A New History of Modern Hebrew Literature
Baruch Kurzweil was perhaps the most belligerent early critic of Hebrew Literature. Kurzweil viewed Jewish modernity as catastrophe – a radical discontinuity with the Jewish past that was pregnant with disaster. His answer to the loaded question posed by the title of his most influential book, Our Modern Literature-Continuity or Revolt? – is that Modern Hebrew literature has but false claims of inheritance – it represents not the renewal of the Jewish spirit, but its fragmentation.
Our new collection, which will be published by Cambridge University Press, aims to renew a dialogue with Kurzweil’s view of Jewish modernity as crisis, and with his associated rejection of the historical trajectory that moves from traditionally informed texts, through enlightenment, culminating in the literature of the State of Israel.

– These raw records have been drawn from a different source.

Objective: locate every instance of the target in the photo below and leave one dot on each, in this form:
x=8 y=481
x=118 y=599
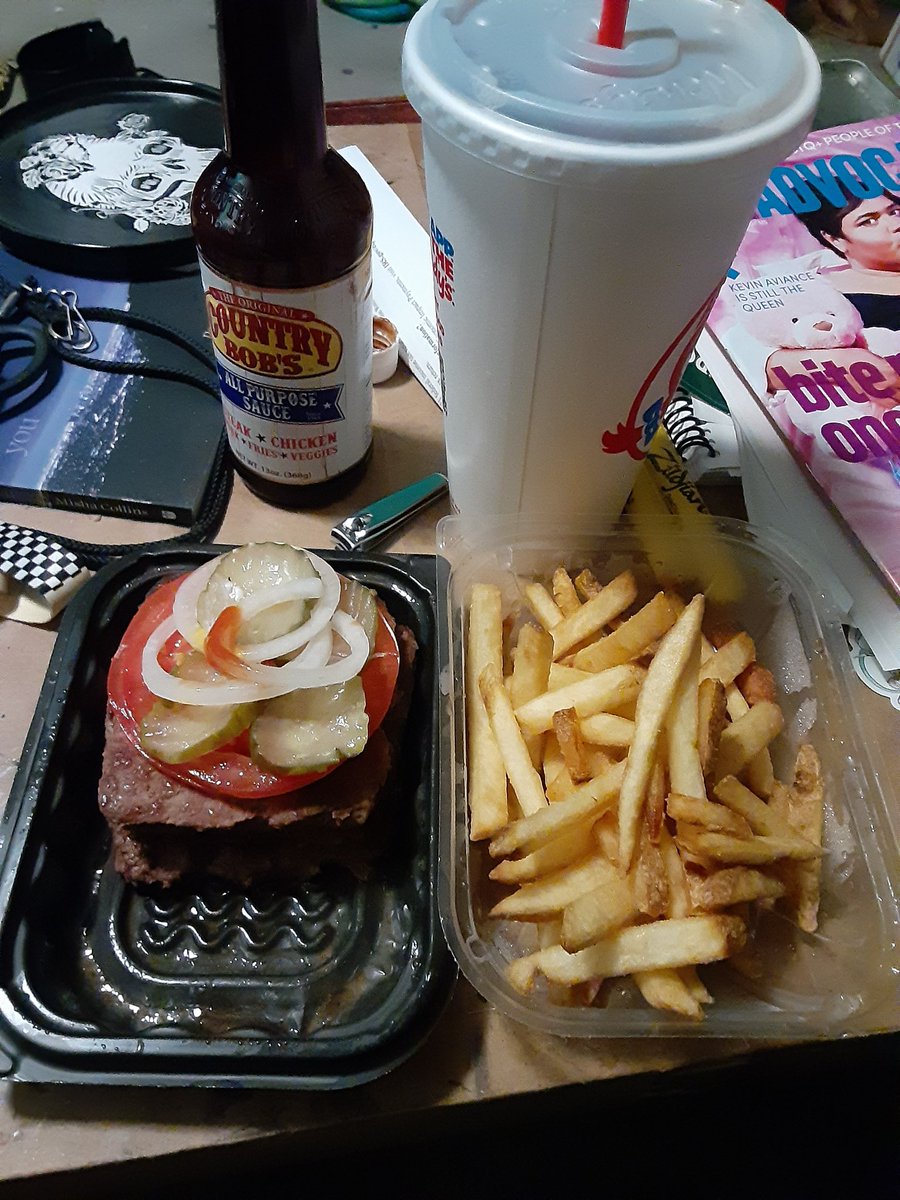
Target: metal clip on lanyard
x=57 y=311
x=371 y=525
x=59 y=321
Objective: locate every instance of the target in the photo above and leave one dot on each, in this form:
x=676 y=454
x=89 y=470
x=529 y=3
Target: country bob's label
x=271 y=339
x=294 y=373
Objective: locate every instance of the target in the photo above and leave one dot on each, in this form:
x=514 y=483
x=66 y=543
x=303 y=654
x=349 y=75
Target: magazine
x=810 y=317
x=103 y=443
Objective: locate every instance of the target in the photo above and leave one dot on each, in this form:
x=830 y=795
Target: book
x=809 y=319
x=112 y=444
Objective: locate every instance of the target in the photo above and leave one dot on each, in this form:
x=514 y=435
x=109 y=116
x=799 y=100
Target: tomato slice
x=228 y=771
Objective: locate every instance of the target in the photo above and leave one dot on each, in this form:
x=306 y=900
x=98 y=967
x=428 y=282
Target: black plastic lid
x=96 y=179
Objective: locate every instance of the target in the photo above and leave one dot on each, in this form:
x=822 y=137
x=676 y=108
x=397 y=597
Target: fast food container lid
x=527 y=87
x=325 y=985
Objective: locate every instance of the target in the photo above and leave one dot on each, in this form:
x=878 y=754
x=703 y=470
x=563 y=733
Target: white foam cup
x=585 y=207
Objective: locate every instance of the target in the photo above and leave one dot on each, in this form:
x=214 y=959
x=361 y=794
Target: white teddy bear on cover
x=819 y=318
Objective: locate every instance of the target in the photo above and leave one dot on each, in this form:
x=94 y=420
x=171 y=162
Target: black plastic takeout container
x=325 y=987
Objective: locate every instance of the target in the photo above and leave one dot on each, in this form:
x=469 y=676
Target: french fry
x=756 y=683
x=760 y=773
x=731 y=886
x=657 y=946
x=679 y=900
x=550 y=894
x=653 y=701
x=586 y=585
x=657 y=864
x=651 y=880
x=587 y=697
x=695 y=985
x=723 y=847
x=517 y=761
x=543 y=605
x=760 y=816
x=561 y=785
x=598 y=912
x=564 y=594
x=486 y=777
x=682 y=730
x=712 y=719
x=655 y=808
x=730 y=659
x=667 y=990
x=594 y=613
x=713 y=816
x=552 y=761
x=568 y=847
x=633 y=636
x=744 y=738
x=592 y=798
x=607 y=730
x=804 y=814
x=549 y=935
x=532 y=659
x=565 y=726
x=606 y=834
x=561 y=676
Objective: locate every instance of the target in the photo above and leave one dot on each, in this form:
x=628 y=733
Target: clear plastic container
x=813 y=985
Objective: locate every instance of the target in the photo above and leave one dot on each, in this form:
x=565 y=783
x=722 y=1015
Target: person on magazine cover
x=823 y=353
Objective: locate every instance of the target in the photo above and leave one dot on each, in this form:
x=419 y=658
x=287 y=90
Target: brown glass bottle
x=283 y=231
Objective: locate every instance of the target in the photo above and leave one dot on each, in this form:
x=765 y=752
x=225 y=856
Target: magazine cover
x=810 y=316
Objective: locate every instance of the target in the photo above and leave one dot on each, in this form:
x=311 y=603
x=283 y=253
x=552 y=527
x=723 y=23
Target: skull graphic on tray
x=143 y=174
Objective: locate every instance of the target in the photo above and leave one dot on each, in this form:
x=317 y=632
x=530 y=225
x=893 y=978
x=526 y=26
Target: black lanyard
x=65 y=330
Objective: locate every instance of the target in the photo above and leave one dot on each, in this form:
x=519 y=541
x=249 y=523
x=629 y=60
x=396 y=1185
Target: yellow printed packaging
x=664 y=490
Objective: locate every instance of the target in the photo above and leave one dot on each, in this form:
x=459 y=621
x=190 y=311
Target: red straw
x=613 y=16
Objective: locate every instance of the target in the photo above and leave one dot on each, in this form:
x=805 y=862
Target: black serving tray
x=329 y=985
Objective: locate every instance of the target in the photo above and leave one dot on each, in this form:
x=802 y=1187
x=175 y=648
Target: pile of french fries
x=618 y=766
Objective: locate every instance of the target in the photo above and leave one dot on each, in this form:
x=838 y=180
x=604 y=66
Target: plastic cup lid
x=689 y=72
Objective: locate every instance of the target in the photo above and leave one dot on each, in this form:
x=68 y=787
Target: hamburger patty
x=163 y=829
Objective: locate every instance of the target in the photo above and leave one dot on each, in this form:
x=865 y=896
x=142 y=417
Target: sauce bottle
x=283 y=232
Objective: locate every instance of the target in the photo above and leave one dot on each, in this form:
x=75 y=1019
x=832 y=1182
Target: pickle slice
x=311 y=729
x=247 y=570
x=180 y=732
x=360 y=603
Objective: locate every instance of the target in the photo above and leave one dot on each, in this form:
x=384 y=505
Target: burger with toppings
x=255 y=707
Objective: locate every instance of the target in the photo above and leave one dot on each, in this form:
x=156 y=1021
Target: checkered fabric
x=35 y=561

However, whereas for Kurzweil there was one, totalizing axis to the crisis of Jewish modernity – de-sacralization – our collection will try to delineate a multiplicity of economic, gendered, aesthetic and linguistic crises that defined the heterogeneous history of the modern Hebrew text. By focusing critical inquiry on Hebrew literature as it recorded and responded to crisis, we aim to bring to the fore the multiple narratives of this history.
With this in mind, we welcome contributions on a diversity of themes. We would be particularly interested in essays that engage critically with processes of canonization and the ways in which literary history writing unavoidably participates in a certain discourse of power through acts of inclusion and exclusion. We seek papers that address literary multilingualism and the history of Hebrew translation, as well as work which positions the Hebrew text in a global-transnational context. We also invite comparative work on Jewish and non-Jewish languages. Of particular interest at this time are essays addressing the American Hebrew literary center in the early 20th century, Palestinian Hebrew writing, popular literature, new media and the history of Hebrew print media.